Zika virus (ZIKV), formerly a neglected pathogen, has recently been associated with microcephaly in fetuses, and with Guillian-Barré syndrome in adults. Here we present the 3.7 Å resolution cryo-electron microscopy structure of ZIKV, and show that the overall architecture of the virus is similar to that of other flaviviruses. Sequence and structural comparisons of the ZIKV envelope (E) protein with other flaviviruses show that parts of the E protein closely resemble the neurovirulent West Nile and Japanese encephalitis viruses, while others are similar to dengue virus (DENV). However, the contribution of the E protein to flavivirus pathobiology is currently not understood. The virus particle was observed to be structurally stable even when incubated at 40 °C, in sharp contrast to the less thermally stable DENV. This is also reflected in the infectivity of ZIKV compared to DENV serotypes 2 and 4 (DENV2 and DENV4) at different temperatures. The cryo-electron microscopy structure shows a virus with a more compact surface. This structural stability of the virus may help it to survive in the harsh conditions of semen, saliva and urine. Antibodies or drugs that destabilize the structure may help to reduce the disease outcome or limit the spread of the virus.

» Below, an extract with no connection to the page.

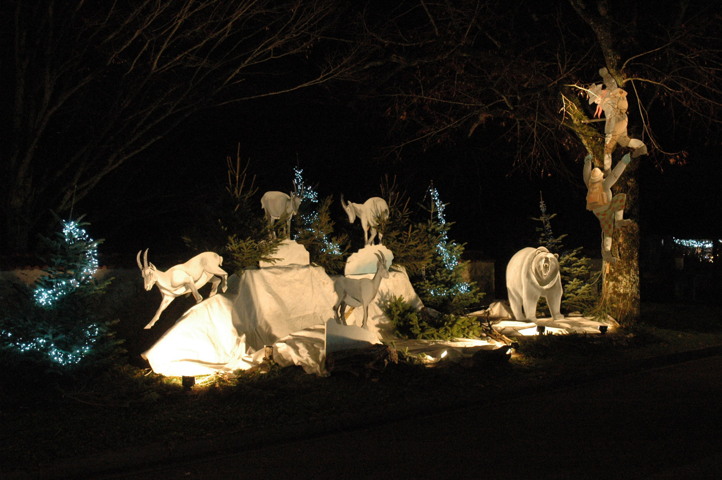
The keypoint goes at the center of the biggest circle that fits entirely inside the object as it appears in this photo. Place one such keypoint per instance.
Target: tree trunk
(620, 286)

DENGUE VIRUS. Cryo-EM structure of an antibody that neutralizes dengue virus type 2 by locking E protein dimers.

There are four closely-related dengue virus (DENV) serotypes. Infection with one serotype generates antibodies that may cross-react and enhance infection with other serotypes in a secondary infection. We demonstrated that DENV serotype 2 (DENV2)-specific human monoclonal antibody (HMAb) 2D22 is therapeutic in a mouse model of antibody-enhanced severe dengue disease. We determined the cryo-electron microscopy (cryo-EM) structures of HMAb 2D22 complexed with two different DENV2 strains. HMAb 2D22 binds across viral envelope (E) proteins in the dimeric structure, which probably blocks the E protein reorganization required for virus fusion. HMAb 2D22 "locks" two-thirds of or all dimers on the virus surface, depending on the strain, but neutralizes these DENV2 strains with equal potency. The epitope defined by HMAb 2D22 is a potential target for vaccines and therapeutics.